Reference no: EM133870563
Assignment - Machine Learning Modelling
Scenario
WA Cyber Command - WACY-COM has acquired aggregate data about 200,000 identified cyber-attacks and scans. The data are sourced from a Honey-pot project which places fake servers across the globe and records attacker activity and techniques. As Honeypots are simulated networks and devices, they allow researchers to safely monitor malicious traffic without endangering real computers or networks.
When analysing cyber-attacks, the level of sophistication of attackers can range in from low-level scammers, right up to Advanced Persistent Threats (APTs) which are often associated with state-sponsored cyber-attacks.
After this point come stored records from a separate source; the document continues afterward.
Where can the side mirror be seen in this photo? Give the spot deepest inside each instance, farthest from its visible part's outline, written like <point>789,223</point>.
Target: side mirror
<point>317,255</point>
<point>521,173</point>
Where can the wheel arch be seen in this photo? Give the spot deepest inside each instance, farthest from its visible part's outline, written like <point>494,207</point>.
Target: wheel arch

The attacker tools and techniques generally vary depending on the sophistication of the attacker.
A research project has been undertaken by WACY-COM to determine what patterns exist in state-sponsored APT attacks.
Typically, a complex attack can involve multiple attacking computers (with different source-IP addresses) and different payloads and targets. By coordinating attacks from multiple devices, the attacks can become more difficult to detect and stop.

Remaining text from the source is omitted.